The journey to the station is a very good teaser, since you have to walk a long and very dark corridor through the entire building, and you may see some portions of the ride and sets through large openings in the walls. There is also a 'chicken' route which allows you to view the pre-show without actually going on the ride.

Mock Ride-Through

Once inside the station you board one of the trains (6 cars, 4 seats per car) themed like sci-fi vehicles designed in the 1900s, featuring over-the-shoulders restraints. Soon, the soundtrack begins the ride: "Voyageurs de la Terre à la Lune, bienvenue à bord. Veuillez baisser votre harnais de sécurité, et garder bras et mains à l'intérieur de la navette, pendant toute la durée du voyage. La mise à feu est imminente. Welcome on board space travellers, please lower your harness and keep your arms and hands inside the vehicle all time. Prepare for blast-off!" The background music begins and it will continue throughout the ride, timed to the drops and lifts and turns perfectly; it's a John Williams-ish type of classical, inspirational music. You depart the station fairly slowly, and after a long turnaround inside a tube, you reach a sudden drop that leads you to the bottom of the cannon. A hook attaches itself under the train and you are pulled into the enormous Columbiad Cannon.

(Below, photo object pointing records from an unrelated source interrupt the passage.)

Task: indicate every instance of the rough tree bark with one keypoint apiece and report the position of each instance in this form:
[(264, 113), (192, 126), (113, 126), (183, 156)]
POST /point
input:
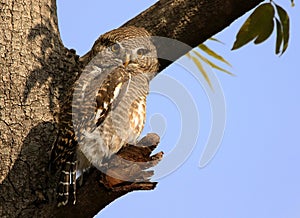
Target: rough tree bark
[(35, 72)]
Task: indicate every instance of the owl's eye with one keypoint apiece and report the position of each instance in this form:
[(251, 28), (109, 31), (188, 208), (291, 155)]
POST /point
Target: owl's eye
[(142, 51), (115, 48)]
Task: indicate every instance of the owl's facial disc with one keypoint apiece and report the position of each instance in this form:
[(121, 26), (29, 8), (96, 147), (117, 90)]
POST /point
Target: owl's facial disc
[(127, 60)]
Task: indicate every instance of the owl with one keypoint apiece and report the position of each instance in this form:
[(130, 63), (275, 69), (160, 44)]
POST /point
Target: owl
[(108, 104)]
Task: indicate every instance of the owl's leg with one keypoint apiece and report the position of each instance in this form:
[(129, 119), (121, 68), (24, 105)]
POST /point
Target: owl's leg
[(73, 169), (64, 185), (67, 179)]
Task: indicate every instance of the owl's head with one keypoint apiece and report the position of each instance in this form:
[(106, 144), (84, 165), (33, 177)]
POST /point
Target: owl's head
[(128, 47)]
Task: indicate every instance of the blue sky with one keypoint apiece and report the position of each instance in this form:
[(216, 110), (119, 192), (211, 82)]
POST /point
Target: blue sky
[(256, 172)]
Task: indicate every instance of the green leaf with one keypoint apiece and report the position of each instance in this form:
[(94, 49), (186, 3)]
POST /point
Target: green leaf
[(216, 40), (202, 70), (213, 54), (259, 26), (212, 64), (285, 22), (279, 38)]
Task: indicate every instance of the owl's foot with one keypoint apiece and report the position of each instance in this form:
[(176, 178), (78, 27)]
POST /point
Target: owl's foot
[(130, 165)]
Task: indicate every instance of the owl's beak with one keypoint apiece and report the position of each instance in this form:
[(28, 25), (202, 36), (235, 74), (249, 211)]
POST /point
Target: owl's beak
[(127, 60)]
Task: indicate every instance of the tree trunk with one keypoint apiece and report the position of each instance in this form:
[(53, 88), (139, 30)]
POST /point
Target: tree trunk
[(36, 70)]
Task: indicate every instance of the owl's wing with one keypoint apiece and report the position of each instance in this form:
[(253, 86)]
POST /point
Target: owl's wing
[(110, 93)]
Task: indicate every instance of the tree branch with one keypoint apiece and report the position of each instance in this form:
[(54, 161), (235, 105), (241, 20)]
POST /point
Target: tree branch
[(188, 21), (95, 196)]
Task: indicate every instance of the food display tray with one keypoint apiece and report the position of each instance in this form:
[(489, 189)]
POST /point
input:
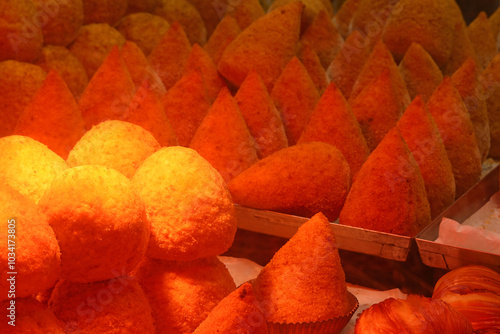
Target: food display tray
[(448, 257), (385, 245)]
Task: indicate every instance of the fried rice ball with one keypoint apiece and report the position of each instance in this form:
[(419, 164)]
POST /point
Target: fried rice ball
[(20, 36), (182, 293), (104, 11), (187, 203), (120, 145), (28, 165), (62, 20), (118, 305), (99, 221), (27, 234), (60, 59), (19, 81), (31, 316), (93, 44), (144, 29)]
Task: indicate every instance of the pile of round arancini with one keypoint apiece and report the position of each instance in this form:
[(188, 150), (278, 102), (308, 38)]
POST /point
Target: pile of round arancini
[(122, 237)]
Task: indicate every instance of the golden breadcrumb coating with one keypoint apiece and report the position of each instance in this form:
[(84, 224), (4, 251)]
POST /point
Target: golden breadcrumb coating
[(114, 306), (120, 145), (239, 312), (388, 194), (187, 203), (99, 221), (182, 293), (28, 165), (27, 234), (302, 180), (304, 281)]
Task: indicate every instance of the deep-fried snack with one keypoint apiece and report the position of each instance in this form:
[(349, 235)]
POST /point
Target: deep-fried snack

A very loud detonation is heard, smoke fills the cannon and the train is catapulted into the circuit. A short drop is followed by a long downward helix in complete darkness. You dodge some little asteroids and then you plunge into the looping. Leaving the first inversion, the train rushes through a huge "space mining" machine - called the Blue Moon Mining Company - and a series of trim-brakes which lead you into the core of a melting asteroid (affectionately known to the CM's as MOM - "mother of meteorite"). Then comes another sudden drop into the corkscrew. After a 360 degree inversion, the train "hangs" briefly at a 90 degree angle before a fast section of track to the second lift. The train climbs the hill very quickly - a 'road sign' says "to the Moon: 50,000 km" - and you reach the Moon, which looks like the one in George Melies' 1902 film. Look for a hidden Mickey formed by three craters in the Moon's smile (the Moon's face changes to a smile as you get closer).

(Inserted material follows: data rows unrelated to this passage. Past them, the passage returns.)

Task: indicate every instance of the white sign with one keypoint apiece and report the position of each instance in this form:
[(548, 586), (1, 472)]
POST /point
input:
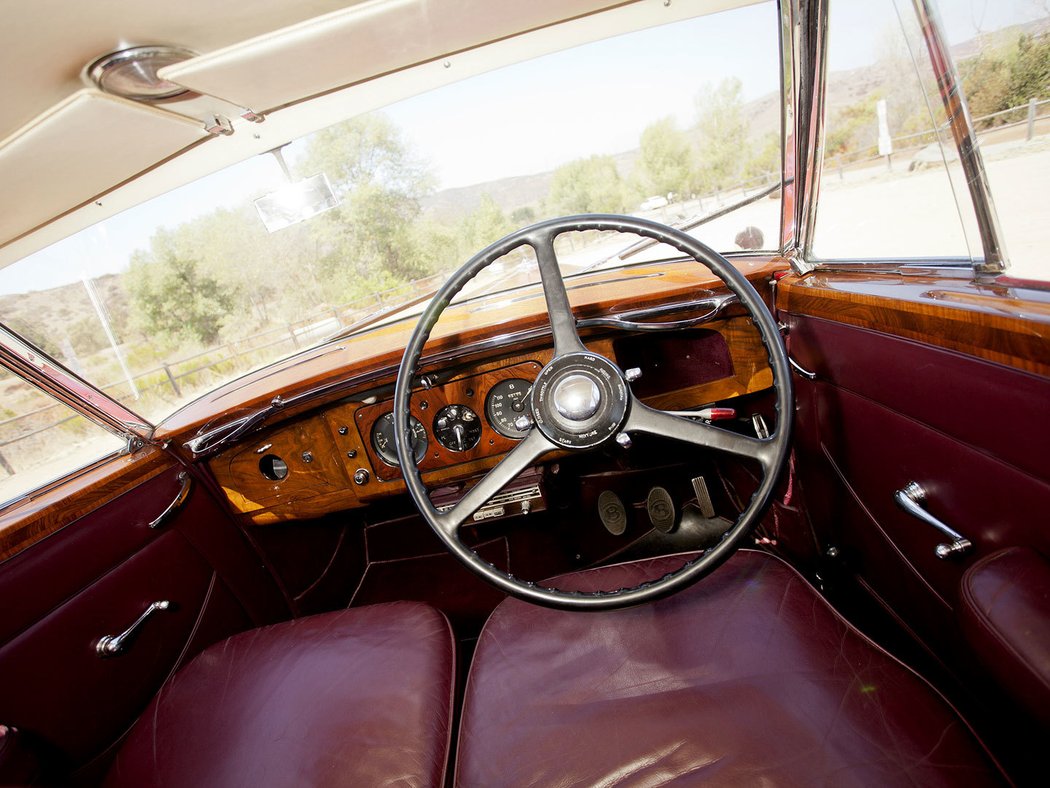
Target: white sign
[(885, 144)]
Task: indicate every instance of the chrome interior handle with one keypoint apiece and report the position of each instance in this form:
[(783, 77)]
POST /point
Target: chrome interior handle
[(911, 498), (114, 645), (184, 493)]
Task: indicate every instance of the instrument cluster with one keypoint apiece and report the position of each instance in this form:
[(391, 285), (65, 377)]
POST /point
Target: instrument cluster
[(466, 419)]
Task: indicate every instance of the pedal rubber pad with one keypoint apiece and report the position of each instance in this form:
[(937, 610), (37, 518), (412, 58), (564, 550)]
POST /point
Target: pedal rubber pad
[(613, 515), (660, 509)]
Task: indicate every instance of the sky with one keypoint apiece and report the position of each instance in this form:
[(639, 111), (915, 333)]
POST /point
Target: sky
[(520, 119)]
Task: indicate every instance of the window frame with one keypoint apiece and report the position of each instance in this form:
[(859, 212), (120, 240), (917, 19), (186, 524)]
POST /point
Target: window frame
[(804, 74)]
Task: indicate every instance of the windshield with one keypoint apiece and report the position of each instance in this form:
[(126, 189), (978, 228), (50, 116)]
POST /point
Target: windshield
[(279, 252)]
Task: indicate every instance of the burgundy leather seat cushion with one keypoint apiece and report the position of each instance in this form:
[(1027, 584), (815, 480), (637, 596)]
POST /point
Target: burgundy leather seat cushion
[(359, 697), (749, 678)]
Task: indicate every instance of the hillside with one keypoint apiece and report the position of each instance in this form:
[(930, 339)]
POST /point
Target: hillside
[(64, 314)]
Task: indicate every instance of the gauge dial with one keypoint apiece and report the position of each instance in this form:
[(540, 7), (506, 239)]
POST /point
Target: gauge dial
[(382, 438), (507, 401), (457, 428)]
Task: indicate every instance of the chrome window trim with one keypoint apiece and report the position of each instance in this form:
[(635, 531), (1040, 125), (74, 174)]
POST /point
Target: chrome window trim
[(804, 63), (961, 126)]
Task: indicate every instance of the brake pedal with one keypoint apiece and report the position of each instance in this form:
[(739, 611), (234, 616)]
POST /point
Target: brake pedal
[(660, 509), (612, 512), (702, 497)]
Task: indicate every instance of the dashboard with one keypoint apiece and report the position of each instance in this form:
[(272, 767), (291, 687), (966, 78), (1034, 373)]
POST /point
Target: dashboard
[(341, 455)]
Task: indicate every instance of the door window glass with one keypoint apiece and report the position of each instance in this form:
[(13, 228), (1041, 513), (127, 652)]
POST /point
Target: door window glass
[(42, 439)]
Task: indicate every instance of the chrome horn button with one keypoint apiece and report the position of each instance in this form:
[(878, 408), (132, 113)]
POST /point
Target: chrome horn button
[(576, 397), (580, 400)]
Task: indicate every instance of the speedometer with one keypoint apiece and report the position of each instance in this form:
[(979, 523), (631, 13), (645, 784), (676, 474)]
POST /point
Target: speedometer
[(382, 438), (507, 401)]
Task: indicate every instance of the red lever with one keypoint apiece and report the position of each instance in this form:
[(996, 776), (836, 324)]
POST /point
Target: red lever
[(716, 414)]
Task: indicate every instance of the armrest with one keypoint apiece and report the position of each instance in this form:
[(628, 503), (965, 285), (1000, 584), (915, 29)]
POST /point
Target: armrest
[(1005, 615)]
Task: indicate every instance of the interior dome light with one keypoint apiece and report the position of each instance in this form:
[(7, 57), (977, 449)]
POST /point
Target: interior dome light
[(131, 73)]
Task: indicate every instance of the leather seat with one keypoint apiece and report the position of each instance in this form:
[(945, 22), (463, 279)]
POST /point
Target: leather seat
[(748, 678), (359, 697)]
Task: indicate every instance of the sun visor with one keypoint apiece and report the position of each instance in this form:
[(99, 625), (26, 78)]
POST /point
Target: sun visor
[(358, 43), (77, 150)]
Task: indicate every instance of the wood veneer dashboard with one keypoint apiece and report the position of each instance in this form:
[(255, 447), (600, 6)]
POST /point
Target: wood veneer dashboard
[(334, 462)]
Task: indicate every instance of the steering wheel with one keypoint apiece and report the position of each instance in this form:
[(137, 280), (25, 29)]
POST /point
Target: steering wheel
[(581, 400)]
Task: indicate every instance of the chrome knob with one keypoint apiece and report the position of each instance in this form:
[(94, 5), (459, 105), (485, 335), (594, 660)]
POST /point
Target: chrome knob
[(576, 397)]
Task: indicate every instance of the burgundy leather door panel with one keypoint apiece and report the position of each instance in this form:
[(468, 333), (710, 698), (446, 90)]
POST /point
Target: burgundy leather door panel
[(78, 701), (95, 577), (885, 411)]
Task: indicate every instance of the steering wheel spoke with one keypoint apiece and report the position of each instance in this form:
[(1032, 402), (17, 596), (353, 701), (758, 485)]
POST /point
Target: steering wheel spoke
[(523, 455), (646, 419), (563, 323)]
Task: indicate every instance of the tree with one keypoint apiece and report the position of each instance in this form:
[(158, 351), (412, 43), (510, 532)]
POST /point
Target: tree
[(1029, 76), (169, 296), (587, 186), (722, 145), (369, 241), (665, 159), (484, 226)]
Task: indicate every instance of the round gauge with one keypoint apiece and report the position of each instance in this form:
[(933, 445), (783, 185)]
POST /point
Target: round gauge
[(507, 401), (457, 428), (382, 438)]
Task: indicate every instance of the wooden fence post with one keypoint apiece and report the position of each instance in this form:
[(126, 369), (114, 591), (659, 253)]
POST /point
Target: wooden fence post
[(171, 379)]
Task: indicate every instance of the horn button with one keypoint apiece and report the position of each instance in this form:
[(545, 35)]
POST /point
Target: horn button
[(580, 400)]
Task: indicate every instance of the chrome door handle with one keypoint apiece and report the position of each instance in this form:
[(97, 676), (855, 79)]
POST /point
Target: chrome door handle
[(114, 645), (911, 498), (184, 493)]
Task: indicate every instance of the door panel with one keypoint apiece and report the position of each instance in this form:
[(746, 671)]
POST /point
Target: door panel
[(942, 382), (93, 576)]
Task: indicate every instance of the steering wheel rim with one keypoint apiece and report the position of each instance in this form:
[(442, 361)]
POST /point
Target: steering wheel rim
[(553, 430)]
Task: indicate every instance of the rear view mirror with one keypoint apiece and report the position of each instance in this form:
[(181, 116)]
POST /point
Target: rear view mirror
[(296, 202)]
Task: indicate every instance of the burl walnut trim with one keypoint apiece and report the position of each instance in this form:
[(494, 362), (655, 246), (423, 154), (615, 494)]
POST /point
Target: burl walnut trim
[(53, 507)]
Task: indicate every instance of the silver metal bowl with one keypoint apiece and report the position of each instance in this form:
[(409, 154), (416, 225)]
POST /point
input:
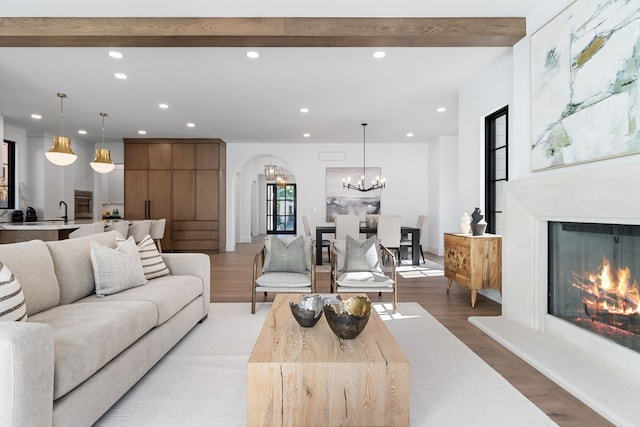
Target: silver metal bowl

The train drops suddenly as you leave the satellite orbit and rushes through some other meteorites. The train negotiates a "horseshoe" (a flat standing upward turn) and gains speed as it reaches another downward helix with dark light effects simulating re-entry into the atmosphere. The train hits the brakes through a shower of sparks inside the "Electro de Velocitor" machine - a loud process that can heard clearly (sometimes startlingly) in the nearby queue - and then goes back gently back to the station.

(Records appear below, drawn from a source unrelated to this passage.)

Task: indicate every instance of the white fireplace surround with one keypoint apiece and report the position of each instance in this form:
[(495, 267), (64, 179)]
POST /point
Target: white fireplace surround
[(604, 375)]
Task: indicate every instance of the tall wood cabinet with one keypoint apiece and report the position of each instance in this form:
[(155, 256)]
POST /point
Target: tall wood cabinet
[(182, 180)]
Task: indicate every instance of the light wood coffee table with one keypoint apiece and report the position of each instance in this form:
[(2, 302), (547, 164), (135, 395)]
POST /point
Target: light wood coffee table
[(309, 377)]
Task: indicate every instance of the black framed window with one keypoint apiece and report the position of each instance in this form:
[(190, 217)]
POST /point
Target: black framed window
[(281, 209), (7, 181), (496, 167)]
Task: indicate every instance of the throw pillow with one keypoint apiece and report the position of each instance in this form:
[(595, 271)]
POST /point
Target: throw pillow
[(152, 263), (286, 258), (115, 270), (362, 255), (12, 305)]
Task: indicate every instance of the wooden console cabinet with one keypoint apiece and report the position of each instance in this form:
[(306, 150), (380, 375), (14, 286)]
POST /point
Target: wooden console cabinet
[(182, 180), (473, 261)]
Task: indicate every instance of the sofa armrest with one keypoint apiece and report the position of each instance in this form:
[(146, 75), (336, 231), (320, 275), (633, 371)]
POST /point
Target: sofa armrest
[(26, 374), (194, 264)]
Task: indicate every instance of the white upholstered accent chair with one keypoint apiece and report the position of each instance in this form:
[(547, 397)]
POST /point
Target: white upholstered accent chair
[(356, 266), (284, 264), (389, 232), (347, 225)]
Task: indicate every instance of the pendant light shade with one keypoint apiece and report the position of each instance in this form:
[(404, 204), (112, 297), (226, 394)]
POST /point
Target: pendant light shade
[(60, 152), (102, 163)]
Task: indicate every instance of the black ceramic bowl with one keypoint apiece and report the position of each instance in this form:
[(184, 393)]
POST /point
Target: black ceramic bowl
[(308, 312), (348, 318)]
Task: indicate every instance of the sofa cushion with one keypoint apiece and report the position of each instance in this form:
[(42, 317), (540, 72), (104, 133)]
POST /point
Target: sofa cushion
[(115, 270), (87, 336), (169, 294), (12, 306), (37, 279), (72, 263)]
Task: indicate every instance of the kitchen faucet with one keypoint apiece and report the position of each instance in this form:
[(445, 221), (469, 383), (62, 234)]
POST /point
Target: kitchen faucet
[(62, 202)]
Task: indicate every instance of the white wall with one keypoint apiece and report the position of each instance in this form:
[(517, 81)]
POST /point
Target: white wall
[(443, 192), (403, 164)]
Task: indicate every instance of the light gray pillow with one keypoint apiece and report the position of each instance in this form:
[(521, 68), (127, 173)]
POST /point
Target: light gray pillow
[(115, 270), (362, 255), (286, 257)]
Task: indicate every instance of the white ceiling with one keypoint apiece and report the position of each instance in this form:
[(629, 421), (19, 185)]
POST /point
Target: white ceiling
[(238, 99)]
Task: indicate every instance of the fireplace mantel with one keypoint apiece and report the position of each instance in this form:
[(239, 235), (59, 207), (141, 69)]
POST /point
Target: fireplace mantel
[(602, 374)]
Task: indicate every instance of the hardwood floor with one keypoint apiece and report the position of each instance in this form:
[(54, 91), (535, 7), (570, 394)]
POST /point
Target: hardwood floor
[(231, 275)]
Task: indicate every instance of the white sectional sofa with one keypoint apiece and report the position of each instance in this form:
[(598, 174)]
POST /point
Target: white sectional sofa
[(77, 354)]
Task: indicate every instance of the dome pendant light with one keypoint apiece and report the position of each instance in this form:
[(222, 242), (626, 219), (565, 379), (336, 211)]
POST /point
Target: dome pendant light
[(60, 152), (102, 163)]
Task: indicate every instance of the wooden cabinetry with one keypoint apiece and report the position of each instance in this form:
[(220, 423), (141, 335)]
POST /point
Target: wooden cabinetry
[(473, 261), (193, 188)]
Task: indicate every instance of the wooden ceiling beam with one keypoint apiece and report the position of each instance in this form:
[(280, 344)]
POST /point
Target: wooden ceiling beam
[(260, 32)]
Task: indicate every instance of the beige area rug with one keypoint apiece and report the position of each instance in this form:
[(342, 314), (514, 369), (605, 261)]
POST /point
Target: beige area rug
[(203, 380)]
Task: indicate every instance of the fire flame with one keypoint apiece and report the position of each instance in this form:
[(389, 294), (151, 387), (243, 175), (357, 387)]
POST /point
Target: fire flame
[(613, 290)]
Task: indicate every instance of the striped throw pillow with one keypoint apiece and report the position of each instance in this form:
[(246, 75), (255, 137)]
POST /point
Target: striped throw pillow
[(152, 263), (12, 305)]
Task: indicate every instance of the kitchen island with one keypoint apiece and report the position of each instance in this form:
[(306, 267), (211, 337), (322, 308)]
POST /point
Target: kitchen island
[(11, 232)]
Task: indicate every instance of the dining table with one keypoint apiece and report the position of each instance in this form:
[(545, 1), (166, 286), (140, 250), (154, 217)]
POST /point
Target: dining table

Right after disembarking, you can buy the onboard picture taken of you sitting in the train; called Light Speed Photography. The picture had been taken just before the cannon blastoff.

Needless to say, this ride is excellent - the best at the park and the best steel roller coaster in France. Special effects and sets are superb. The soundtrack (a bit John Williams-ish) is magnificent, and the onboard audio system is CD quality.